Das hat sich geändert
Offner erklärt, was sich verändert hat: Die Bewertung eines durch das Sexualverhalten bedingten Risikos, das zu einer Rückstellung von der Spende führt, habe nunmehr auf Grundlage des jeweiligen individuellen Sexualverhaltens der spendewilligen Person zu erfolgen. Zeitlich begrenzt von der Spende zurückzustellen sei beispielsweise eine Person mit einem Sexualverhalten, das ein innerhalb der letzten vier Monate deutlich erhöhtes Übertragungsrisiko für durch Blut übertragbare schwere Infektionskrankheiten birgt. Zudem werden mehrere Risikoszenarien aufgeführt, etwa Sexualarbeit. „Die sexuelle Orientierung und die Geschlechtsidentität der spendewilligen Person oder deren Sexualpartner sowie Transgeschlechtlichkeit werden bei der Bewertung des Risikos nicht berücksichtigt“, sagt Offner.

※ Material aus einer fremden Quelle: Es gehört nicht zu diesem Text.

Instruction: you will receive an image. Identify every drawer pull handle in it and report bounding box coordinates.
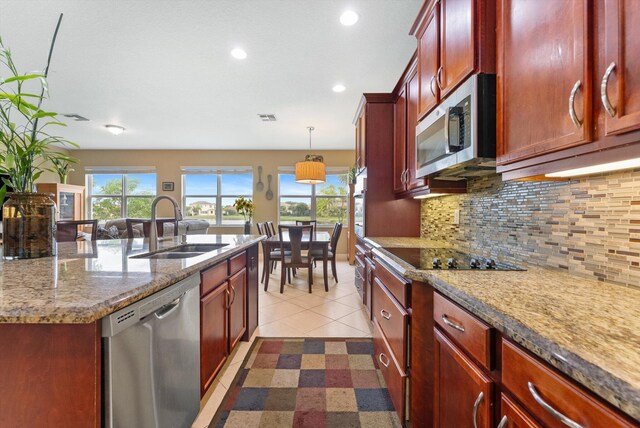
[498,415,509,428]
[600,62,616,117]
[527,382,584,428]
[442,315,464,333]
[569,80,582,128]
[473,391,484,428]
[378,352,389,367]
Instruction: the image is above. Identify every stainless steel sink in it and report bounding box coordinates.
[131,244,229,259]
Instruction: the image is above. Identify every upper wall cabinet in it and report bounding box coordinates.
[411,0,495,119]
[497,0,640,180]
[497,0,592,165]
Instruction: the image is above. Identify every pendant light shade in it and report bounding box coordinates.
[296,126,326,184]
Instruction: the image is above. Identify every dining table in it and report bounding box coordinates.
[262,232,331,291]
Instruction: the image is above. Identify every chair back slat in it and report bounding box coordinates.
[56,220,98,242]
[329,223,342,254]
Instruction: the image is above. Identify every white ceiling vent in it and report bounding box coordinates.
[258,113,278,122]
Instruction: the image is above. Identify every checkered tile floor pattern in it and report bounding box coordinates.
[210,338,400,428]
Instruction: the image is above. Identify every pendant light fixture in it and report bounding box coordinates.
[296,126,326,184]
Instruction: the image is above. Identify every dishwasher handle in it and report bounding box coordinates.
[153,292,187,320]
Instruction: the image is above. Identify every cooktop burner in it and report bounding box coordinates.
[384,248,524,270]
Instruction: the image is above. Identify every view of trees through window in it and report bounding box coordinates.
[279,174,348,224]
[182,169,253,226]
[88,174,156,220]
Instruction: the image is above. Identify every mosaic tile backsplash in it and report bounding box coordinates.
[421,169,640,288]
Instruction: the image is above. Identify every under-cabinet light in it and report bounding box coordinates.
[545,158,640,177]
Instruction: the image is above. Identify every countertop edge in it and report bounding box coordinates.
[366,244,640,420]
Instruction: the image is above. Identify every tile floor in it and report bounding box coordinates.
[192,260,371,428]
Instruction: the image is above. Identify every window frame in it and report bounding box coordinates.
[278,167,349,228]
[180,166,253,227]
[85,167,158,220]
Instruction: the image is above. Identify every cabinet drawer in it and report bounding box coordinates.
[502,340,635,428]
[372,278,409,371]
[200,260,229,297]
[375,261,410,308]
[229,251,247,275]
[373,319,407,422]
[433,293,493,370]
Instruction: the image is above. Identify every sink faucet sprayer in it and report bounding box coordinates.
[149,195,182,252]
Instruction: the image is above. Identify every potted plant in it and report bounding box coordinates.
[233,196,255,235]
[0,15,77,259]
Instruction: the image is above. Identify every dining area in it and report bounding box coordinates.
[256,220,342,293]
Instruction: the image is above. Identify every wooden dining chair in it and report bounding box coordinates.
[125,218,178,239]
[278,225,313,293]
[309,223,342,282]
[56,220,98,242]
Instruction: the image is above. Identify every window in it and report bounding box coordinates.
[182,167,253,226]
[86,168,156,220]
[278,169,348,225]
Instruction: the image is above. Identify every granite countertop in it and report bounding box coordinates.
[368,238,640,420]
[0,235,264,323]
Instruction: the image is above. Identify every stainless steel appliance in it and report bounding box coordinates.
[102,275,200,428]
[384,248,524,270]
[353,174,367,238]
[416,74,496,180]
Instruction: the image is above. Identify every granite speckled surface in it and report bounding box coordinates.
[0,235,264,323]
[369,238,640,420]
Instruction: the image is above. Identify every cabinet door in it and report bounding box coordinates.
[200,282,229,395]
[416,2,440,121]
[229,269,247,351]
[600,0,640,135]
[393,88,407,193]
[497,0,592,165]
[434,329,493,428]
[405,70,425,190]
[498,394,541,428]
[437,0,476,98]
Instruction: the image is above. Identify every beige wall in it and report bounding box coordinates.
[69,150,354,253]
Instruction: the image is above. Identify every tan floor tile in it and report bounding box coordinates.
[258,301,304,325]
[258,321,306,337]
[307,321,367,337]
[311,302,358,320]
[334,289,362,309]
[338,309,373,334]
[280,311,333,333]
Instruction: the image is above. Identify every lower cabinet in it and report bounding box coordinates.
[229,269,247,349]
[200,281,229,395]
[434,329,494,428]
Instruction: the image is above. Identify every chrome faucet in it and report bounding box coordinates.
[149,195,182,252]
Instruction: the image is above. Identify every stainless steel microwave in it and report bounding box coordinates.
[416,74,496,180]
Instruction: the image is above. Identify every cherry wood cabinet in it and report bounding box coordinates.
[497,0,640,180]
[410,0,495,119]
[200,281,229,395]
[434,329,494,428]
[229,269,247,350]
[497,0,592,165]
[498,393,542,428]
[600,0,640,135]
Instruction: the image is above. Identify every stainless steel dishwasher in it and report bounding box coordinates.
[102,275,200,428]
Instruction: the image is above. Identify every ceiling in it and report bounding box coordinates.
[0,0,423,150]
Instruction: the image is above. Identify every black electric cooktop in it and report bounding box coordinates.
[384,247,524,270]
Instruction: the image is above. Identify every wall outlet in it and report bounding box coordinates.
[453,209,460,224]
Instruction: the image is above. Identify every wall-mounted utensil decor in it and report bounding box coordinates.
[256,166,264,192]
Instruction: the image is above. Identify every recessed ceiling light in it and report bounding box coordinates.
[340,10,360,26]
[104,125,124,135]
[231,48,247,59]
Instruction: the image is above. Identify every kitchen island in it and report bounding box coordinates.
[0,235,264,427]
[366,238,640,426]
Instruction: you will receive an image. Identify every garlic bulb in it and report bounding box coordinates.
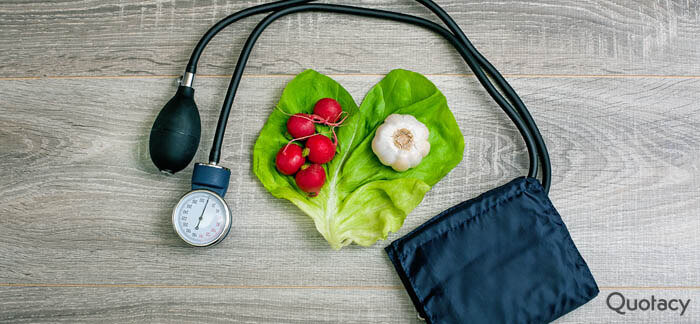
[372,114,430,172]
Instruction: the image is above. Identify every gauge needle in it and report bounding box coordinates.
[194,198,209,231]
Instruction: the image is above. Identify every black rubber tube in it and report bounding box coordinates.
[185,0,313,73]
[186,0,551,191]
[417,0,552,193]
[210,4,538,184]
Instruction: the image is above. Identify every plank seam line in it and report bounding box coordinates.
[0,73,700,81]
[0,283,700,290]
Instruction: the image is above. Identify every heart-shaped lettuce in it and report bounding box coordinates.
[253,70,464,250]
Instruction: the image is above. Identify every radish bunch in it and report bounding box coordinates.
[275,98,345,197]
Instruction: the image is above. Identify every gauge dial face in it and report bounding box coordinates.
[173,190,231,246]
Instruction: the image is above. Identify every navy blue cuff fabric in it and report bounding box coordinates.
[386,177,598,323]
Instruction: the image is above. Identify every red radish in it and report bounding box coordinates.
[314,98,343,123]
[287,113,316,138]
[304,134,335,164]
[275,144,306,175]
[294,164,326,197]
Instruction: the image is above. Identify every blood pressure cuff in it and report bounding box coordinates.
[386,178,598,323]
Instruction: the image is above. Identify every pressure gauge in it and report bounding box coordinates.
[173,189,231,246]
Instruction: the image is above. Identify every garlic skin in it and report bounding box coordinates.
[372,114,430,172]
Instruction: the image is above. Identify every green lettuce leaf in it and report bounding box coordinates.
[253,70,464,250]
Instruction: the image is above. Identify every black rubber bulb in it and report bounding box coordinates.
[148,86,202,174]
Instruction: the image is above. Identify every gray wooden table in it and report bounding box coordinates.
[0,0,700,323]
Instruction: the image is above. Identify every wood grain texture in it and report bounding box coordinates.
[0,76,700,287]
[0,0,700,77]
[0,287,700,324]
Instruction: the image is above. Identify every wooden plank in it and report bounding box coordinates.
[0,76,700,287]
[0,287,700,324]
[0,0,700,77]
[0,287,420,323]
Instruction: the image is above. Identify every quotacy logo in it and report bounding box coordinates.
[605,292,690,316]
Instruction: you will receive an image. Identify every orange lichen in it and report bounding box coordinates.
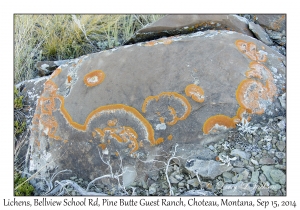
[235,40,267,62]
[236,62,277,114]
[203,115,236,134]
[83,70,105,87]
[98,144,106,150]
[33,80,161,148]
[107,119,118,126]
[236,79,266,114]
[142,92,192,125]
[185,84,204,103]
[234,107,252,123]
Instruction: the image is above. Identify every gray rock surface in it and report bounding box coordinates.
[185,159,232,179]
[126,14,253,44]
[223,181,257,196]
[230,149,251,160]
[249,22,274,45]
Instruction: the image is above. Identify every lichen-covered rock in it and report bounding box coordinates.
[255,14,286,31]
[127,14,253,44]
[26,31,285,185]
[185,159,232,179]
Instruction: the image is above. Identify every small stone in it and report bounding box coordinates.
[259,188,269,196]
[250,170,259,184]
[230,149,251,159]
[259,174,267,183]
[246,165,254,172]
[241,169,249,181]
[149,183,156,195]
[187,178,199,187]
[250,158,259,166]
[261,165,276,184]
[169,176,179,184]
[185,159,233,179]
[175,174,184,181]
[275,152,285,159]
[216,181,224,190]
[208,145,215,151]
[270,169,286,184]
[270,184,281,192]
[259,157,275,165]
[276,141,285,152]
[231,174,244,184]
[183,190,214,196]
[178,182,185,188]
[275,165,286,170]
[249,22,273,45]
[232,160,244,168]
[222,171,234,179]
[277,120,285,130]
[231,168,246,174]
[223,181,257,196]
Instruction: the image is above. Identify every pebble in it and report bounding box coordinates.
[149,183,156,195]
[231,174,244,184]
[250,170,259,183]
[270,184,281,192]
[259,174,267,183]
[250,158,259,166]
[178,182,185,188]
[276,141,285,152]
[259,188,269,196]
[187,178,199,187]
[216,181,224,190]
[270,169,286,184]
[223,181,257,196]
[222,172,234,183]
[275,152,285,159]
[259,157,275,165]
[175,174,184,181]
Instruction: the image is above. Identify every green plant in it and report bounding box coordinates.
[14,171,34,196]
[14,14,164,84]
[14,86,26,136]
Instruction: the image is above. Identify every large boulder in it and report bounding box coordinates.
[127,14,253,44]
[26,31,285,189]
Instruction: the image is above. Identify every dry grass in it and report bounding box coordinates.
[14,14,163,83]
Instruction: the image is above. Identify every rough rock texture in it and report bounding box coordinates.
[185,159,232,179]
[249,22,274,45]
[127,15,253,44]
[255,14,286,31]
[223,181,257,196]
[26,27,285,190]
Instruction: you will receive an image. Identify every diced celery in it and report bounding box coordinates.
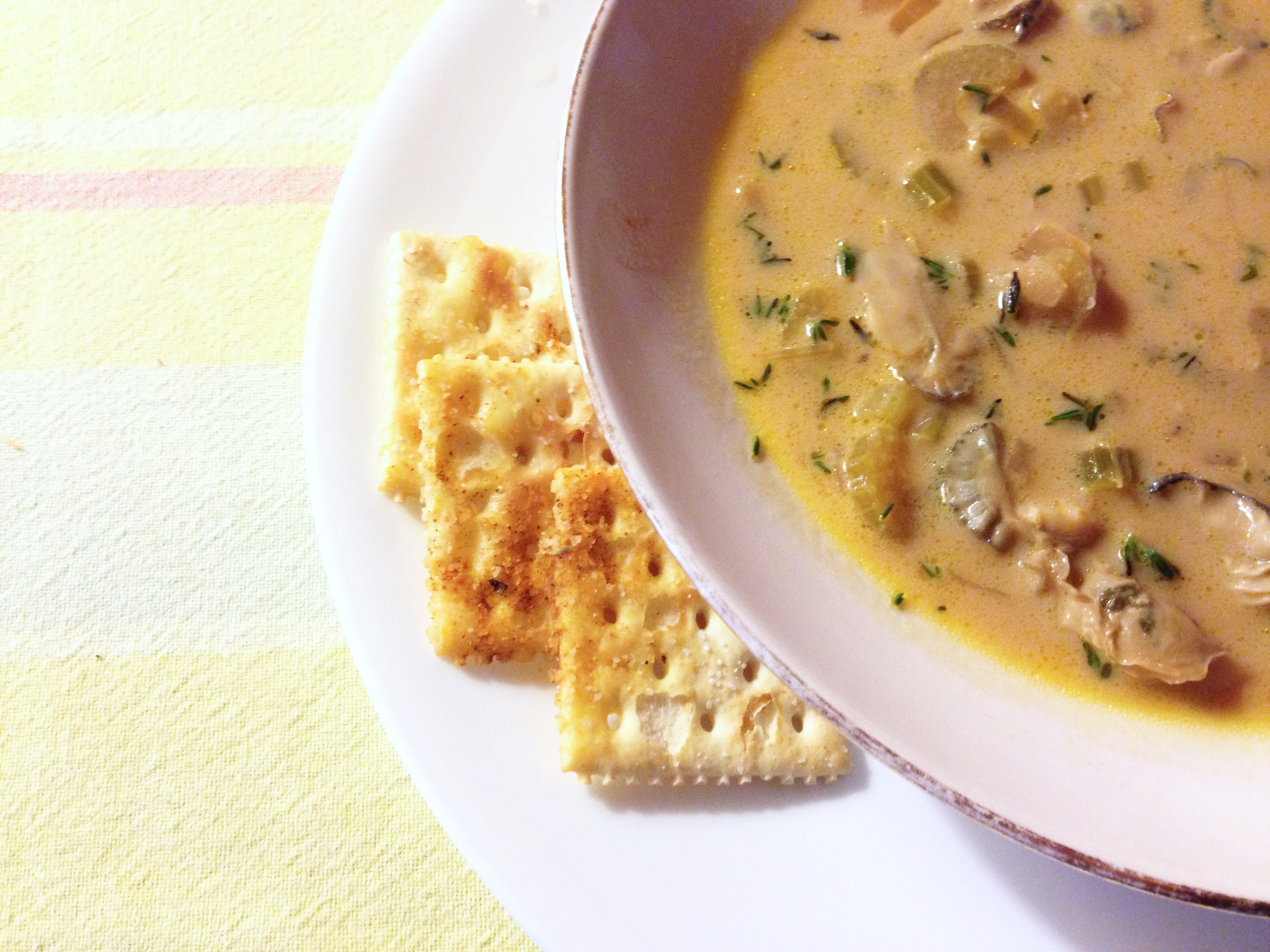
[1076,175,1106,208]
[842,383,921,534]
[1076,443,1129,489]
[904,163,955,208]
[1123,159,1151,192]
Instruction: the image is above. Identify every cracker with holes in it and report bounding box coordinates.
[419,357,612,664]
[380,231,574,500]
[549,467,851,783]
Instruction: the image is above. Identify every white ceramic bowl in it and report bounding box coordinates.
[559,0,1270,914]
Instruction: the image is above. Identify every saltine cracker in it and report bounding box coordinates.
[380,231,575,500]
[419,357,612,664]
[547,467,851,783]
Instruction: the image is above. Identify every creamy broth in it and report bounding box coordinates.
[705,0,1270,726]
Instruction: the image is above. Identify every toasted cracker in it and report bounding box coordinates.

Er verdeutlicht: Wer also in der Vergangenheit wegen mancher dieser Fragen abgelehnt oder zeitlich zurückgestellt worden ist, könne den Fragebogen noch einmal ausfüllen und – wenn alle heute geltenden Kriterien passen – zur Blutspende zugelassen werden.
„Wir begrüßen die neue Richtlinie, denn sie wird von Mal zu Mal präziser und eindeutiger“, sagt der Leiter der Transfusionsmedizin am Universitätsklinikum. Er fände es schön, wenn durch die veränderte Richtlinie mehr Menschen Blut spenden, wisse aber nicht, ob sich sein Wunsch erfüllt. Die strengen Auswahlkriterien sind seiner Einschätzung nach bestimmt nicht der Hauptgrund für die sinkende Blutspendebereitschaft.
Ob durch die neue Richtlinie mehr homosexuelle Männer Blut spenden, werde nicht herauszubekommen sein. Es werde sich lediglich zeigen, ob insgesamt mehr gespendet wird, erklärt Nohe. Natürlich habe er diese Hoffnung. Allerdings sehe er auch, dass die Fragen an die Spendewilligen nun intimer geworden sind. „Ich weiß nicht, ob das auch nicht jemanden vom Spenden abhält“, überlegt der Pressesprecher.
Auch Alexander Irmisch, der nicht nur für die Sozialdemokraten im Regensburger Stadtrat sitzt, sondern auch stellvertretender Bundesvorsitzender der Arbeitsgemeinschaft SPD queer ist, bemängelt, dass sich Spendewillige so weiter vor Wildfremden erklären müssen. Er hat das Thema gespannt verfolg und zeigt sich enttäuscht vom Wortlaut der Richtlinie.
Kritik an der Novelle
Dass in den Fragen nun speziell auf das Thema Analverkehr eingegangen wird, setzt die Stigmatisierung in seinen Augen nahtlos fort. „Den praktizieren vorrangig homosexuelle Männer. Das kommt einem Outing gleich“, sagt Irmisch. Deswegen kündigt er an, mit dem Bundesvorstand der SPD queer dafür zu kämpfen, dass diese Richtlinie entsprechend angepasst wird.